For the life of me, I haven't been able to grasp convolution for functions with multiple pieces. For example,
$$ h(\lambda) = \left\{ \begin{array}{l l} 2 & \quad \ 0\leq \lambda < 1\\ -1 & \quad \ 1\leq \lambda \leq2 \end{array} \right.$$ $$ f(\lambda) = \left\{ \begin{array}{} 2 & \quad \ 0\leq \lambda < 1\\ 3 & \quad \ 1\leq \lambda < 2 \\ 1 & \quad \ 2 \leq \lambda \leq 3 \end{array} \right.$$
I know that I have to fold one the functions and shift it. So we take $h(t-\lambda)$.
- For $0<t<1$, we have $$\int_0^t(2)(2) d\lambda = 4t$$ we get one integral because this is the only overlap and we take from 0 to t, because that is the region they overlap for $0<t<1$.
- For $1<t<2$, we have $$\int_{0}^{t-1}(-1)(2)+\int_{t-1}^{1}(2)(2)+\int_1^t(2)(3)=4$$ Now for $2<t<3$ I have, $$\int_{t-1}^{2}(-1)(3) + \int_2^t (2)(1)$$ And there is $3<t<4$, I have $$\int_t^3(-1)(1) = -3+t$$
However, I am not sure of my attempt and I would really appreciate it if someone could explain how to convolve such functions and how to handle the integration limits because they are the most confusing. Do we always start from 0?

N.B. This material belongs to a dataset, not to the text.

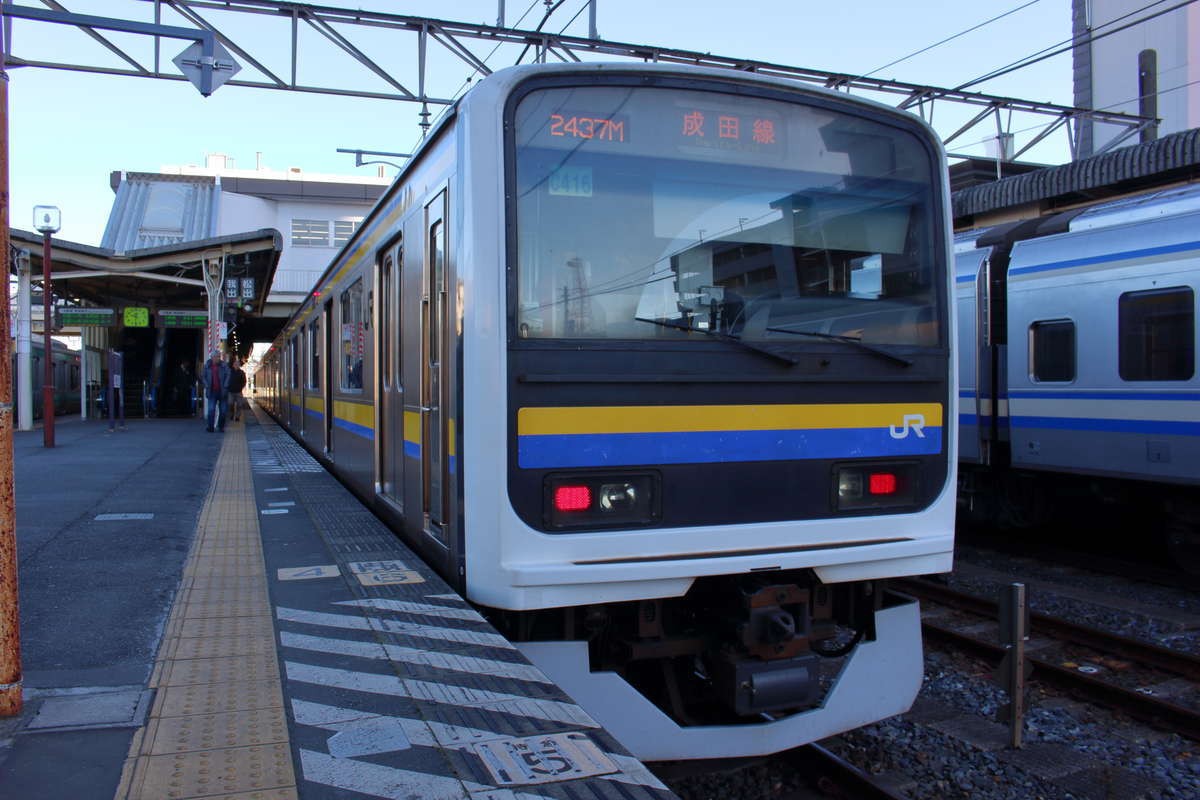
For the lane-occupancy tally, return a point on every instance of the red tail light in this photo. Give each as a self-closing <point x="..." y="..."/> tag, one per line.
<point x="882" y="483"/>
<point x="573" y="498"/>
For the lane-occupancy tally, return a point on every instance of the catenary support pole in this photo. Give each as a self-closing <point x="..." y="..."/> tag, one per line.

Say you have two functions $f = s \chi_{(a,b)}$ and $g = t \chi_{(c,d)}$. Then $$f \ast g (x) = \int_{\mathbb R} f(y) g(x-y) \, dy = st \int_{\mathbb R} \chi_{(a,b)}(y) \chi_{(c,d)}(x-y) \, dy. $$ Here $$ \chi_{(a,b)}(y) \chi_{(c,d)}(x-y) = \chi_{(a,b) \cap (x-d,x-c)}(y), $$ so $$f \ast g (x) = st |(a,b) \cap (x-d,x-c)|.$$
There are formulas you can work out for this expression, but let's consider the simpler case where these intervals have length $1$. Then $b = a+1$, $d = c+1$, and $$ |(a,a+1) \cap (x-c-1,x-c)| = \left\{ \begin{array}{lcl} 0 & if & x < c+a \\ x-c-a & if & c+a \le x \le c + a + 1 \\ 2 - x + c + a & if & c + a + 1 \le c + a + 2 \\ 0 & if & x > c + a + 2\end{array} \right.$$ (this is a tent function).
The convolution is linear in each argument separately, so the convolution of your functions $f$ and $h$ will be a linear combination of tent functions.